Isabella Michael, who was one of five summer climate change interns with A Climate To Thrive, stressed the importance of the world working to stay below 1.5 degrees Celsius of warming to avoid runaway climate change; a breaking point in the climate threshold that, when exceeded, can lead to large changes in the state of the system. 

Munger was able to find in her archives a link to the ancient technology used by humans back then called the internet:

Munger also managed to stay in touch with some of her classmates.

Isabella Michael joined the Air Force and became a pilot. She was among the crew of astronauts who landed on Mars in 2042. Their mission was to explore alternative living environments as earth became more inhospitable.

Elaina Cote graduated from Colby College, Yale Law School and became secretary of the Interior.

Cate Pope attended Bates College and University of Maine graduate school and became a marine biologist.

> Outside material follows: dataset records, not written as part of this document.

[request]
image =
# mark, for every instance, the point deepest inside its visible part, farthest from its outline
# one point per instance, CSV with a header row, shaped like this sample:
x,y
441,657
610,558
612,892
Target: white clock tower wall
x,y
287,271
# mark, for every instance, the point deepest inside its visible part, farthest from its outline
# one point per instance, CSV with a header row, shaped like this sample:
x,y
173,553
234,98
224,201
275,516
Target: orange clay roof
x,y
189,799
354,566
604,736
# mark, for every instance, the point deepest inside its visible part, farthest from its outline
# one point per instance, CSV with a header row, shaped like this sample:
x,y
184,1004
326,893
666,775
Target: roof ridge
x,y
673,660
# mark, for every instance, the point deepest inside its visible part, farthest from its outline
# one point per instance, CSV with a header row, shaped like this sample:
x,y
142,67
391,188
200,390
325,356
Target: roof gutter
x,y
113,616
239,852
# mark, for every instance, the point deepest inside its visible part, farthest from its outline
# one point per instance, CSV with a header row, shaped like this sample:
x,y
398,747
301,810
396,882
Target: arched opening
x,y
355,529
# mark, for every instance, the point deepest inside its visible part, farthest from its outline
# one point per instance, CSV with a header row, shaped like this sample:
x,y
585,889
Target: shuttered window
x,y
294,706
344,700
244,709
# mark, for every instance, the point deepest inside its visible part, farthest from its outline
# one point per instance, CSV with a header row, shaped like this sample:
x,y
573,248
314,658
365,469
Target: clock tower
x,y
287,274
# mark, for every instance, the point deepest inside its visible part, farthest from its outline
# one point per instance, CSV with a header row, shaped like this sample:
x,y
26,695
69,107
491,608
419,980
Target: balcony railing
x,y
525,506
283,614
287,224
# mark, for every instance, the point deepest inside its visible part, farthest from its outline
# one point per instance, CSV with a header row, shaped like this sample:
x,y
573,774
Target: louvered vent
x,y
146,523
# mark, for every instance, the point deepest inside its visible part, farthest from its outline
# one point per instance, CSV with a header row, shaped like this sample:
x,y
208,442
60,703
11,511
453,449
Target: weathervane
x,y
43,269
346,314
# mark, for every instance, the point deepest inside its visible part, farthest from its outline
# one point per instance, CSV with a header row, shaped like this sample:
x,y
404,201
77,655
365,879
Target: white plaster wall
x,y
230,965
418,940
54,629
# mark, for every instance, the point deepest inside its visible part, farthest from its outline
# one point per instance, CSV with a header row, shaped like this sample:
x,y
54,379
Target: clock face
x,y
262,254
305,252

She created the non-profit Deep Oceans which operated a 300-foot marine research vessel in the Arctic.

Grace Munger graduated from University of Maine and Stanford Business School. She patented a ropeless technology for fishing and went to found and run her own global company. Her foundation has given away $3.4 billion to marine research. She was credited with saving the North Atlantic Right Whale from extinction.

But it was her formative years as a high school activist that she remembers so well. And she still has the original presentation her class made in paper in her private library.